Posted on 3 September 2010, in MWF events and tagged , , , , , . Bookmark the permalink. 8 Comments.

  1. ‘you can persist all you like, but if you don’t have talent you’ll persist until you disappear’ and ‘you work hard’

    Hmmmm. Both statements are a bit reductive. One seems to imply that you have to be one of the lucky ones already earmarked for fame because you’re somehow born talented. The other gives credence to ‘going through’ a process (presumably, until you crack it) and then you work hard at it and that will get you over the line.

    (I hate the word ‘talented’, it applies to anyone who’s good at what they do, from chefs to pianists, to painters, to comedians. And writers.)

    To what do writers really attribute their success: ‘talent’, inspiration, hard work, etc but a hell of a lot of it has to do with luck. I’d like to see a panel comprised of dead writers whose work was recognised as being great posthumously and they’ll probably tell you they weren’t in the right place at the right time. Before a writer on a panel talks about only the talented making it, ask them to remember how it came about that they first came to a publisher’s attention, kept that attention and then got published.

    Betcha they’ll tell you that THAT was hard work!

  2. In regard to the above, let me tell you a story.

    Each week, Henri de Toulouse Lautrec hosted a soiree to which he invited the circle of painters, socialites and others of his Parisienne, amongst whom Ambroise Vollard, art dealer, publisher and fine-print producer of, amongst others Picasso’s famed ‘Vollard Suite’ of etchings.

    To these evenings came also Vincent Van Gogh, who used to bring his latest painting, set it up on an easel in the salon and sit waiting for someone to comment.

    In his memoir, Vollard found it most amusing to recall that everyone was in cohoots to absolutely ignore him, and poor Vincent after a time of sitting there in silence, wold pack up and go home, never having sold a picture to a collector in his life.
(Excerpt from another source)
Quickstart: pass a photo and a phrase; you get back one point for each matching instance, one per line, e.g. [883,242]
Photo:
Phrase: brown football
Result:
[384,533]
    He’s laughing now I suppose . . .

  3. Angela (Ms LiteraryMinded)

    Hi Maryanne, thanks for sharing! I always find those stories terribly sad – when an artist/writer etc. never really got to know what their work would mean in times to come. And Van Gogh – wow. Visited the Van Gogh museum in Amsterdam. I didn’t realise how bright and breathtaking Sunflowers would be.

  4. Hi Angela.

    Van Gogh’s work is engaging because each work is a vibrant universe unto itself, the act of painting fully manifest in each stroke of the brush. You actually see the artist at work. Look at ‘Starry Night’ and the very sky is shaped around the stars and the poplars and the whole engages you in a swirling, churning wholeness of surface that other artists did not strive to achieve. The same with ‘Sunflowers’ where the flowers, leaves, the vase and the surrounding atmosphere are each literally shaped around the other. Wonderful stuff!

    The Van Gogh story always gets people’s attention, particularly since later sensibilities have come to factor in the romantic notion of The Troubled Genius spurned in his time only to be greatly appreciated later. Virginia Woolf is another whose contribution was discussed in another session at the MWF as having added a new voice to literature, that of woman as writer.

  5. Angela (Ms LiteraryMinded)

    Edvard Munch is another painter whose process you can see (he’s my favourite).

    And yes, I really enjoyed Sophie Cunningham on V Woolf – the things she noted about her influential style.

  6. Who’d have thought a mwf piece would start with the most incredible grammatical error: “who’d of …”?

    And “the questions WAS raised…”?

    PLEASE!

    Otherwise pretty interesting piece.

  7. What a superficial analysis, not to mention an absolutely disgraceful composition. Did the author even read this piece before pressing ‘publish’? Honestly, it read like a second grader’s recount of a school excursion, bad grammar and all.

    JJ said it – PLEASE!

  8. Angela (Ms LiteraryMinded)

    HARSH!

    I’d like to see what you guys could whip up in the quick break between festival sessions. Perhaps a rhyming poem?